Boete van 2 miljoen euro voor PostNL blijft in stand

De rechtbank Rotterdam heeft het beroep dat PostNL heeft ingesteld tegen de boete die de Autoriteit Consument en Markt (ACM) aan PostNL heeft opgelegd, ongegrond verklaard. PostNL is verlener van de universele postdienst (upd).

Dit betekent dat zij ervoor moet zorgen dat de aangeboden binnenlandse brieven per kalenderjaar in ten minste gemiddeld 95% van de gevallen de eerstvolgende dag worden bezorgd, niet zijnde een zondag of maandag of officiële feestdag (vijfdaagse overkomstduur).

Bezorgingsniveau
Op basis van de eigen opgave van PostNL heeft de ACM vastgesteld dat PostNL dit bezorgingsniveau in 2019 niet heeft gehaald. Het door PostNL berekende percentage is 94,3%. De ACM heeft PostNL daarom een bestuurlijke boete opgelegd van 2 miljoen euro.

Fusieproces
PostNL heeft in beroep aangevoerd dat zij vanwege het fusieproces met Sandd in oktober 2019 buiten haar schuld niet aan de norm van 95% kon voldoen. Volgens de rechtbank is geen sprake van een rechtvaardigingsgrond of overmacht.
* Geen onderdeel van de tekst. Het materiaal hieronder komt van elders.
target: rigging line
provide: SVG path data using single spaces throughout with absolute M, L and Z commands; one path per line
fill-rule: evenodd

PostNL heeft zichzelf in de situatie gebracht waarin zij de keuze moest maken tussen het nakomen van haar verplichtingen als universele postdienstverlener en het veiligstellen van de levering van zakelijke post die niet tot de upd behoort.

De overname van Sandd is een commerciële keuze van PostNL geweest. PostNL heeft bovendien niet alleen de extra Sandd-volumes overgenomen, maar ook extra volumes zakelijke partijenpost van klanten en van een concurrentpostvervoerder. Er is ook geen sprake van overmacht, want de ontstane situatie was voorzienbaar.

Waardeverlies postzegel
De rechtbank vindt het verder redelijk dat de ACM bij het bepalen van de hoogte van de boete het waardeverlies van de postzegel heeft betrokken (door dit te bepalen op het verschil tussen de postzegelprijs en een tarief voor bezorging na 48 uur). De rechtbank laat de boete van 2 miljoen euro in stand.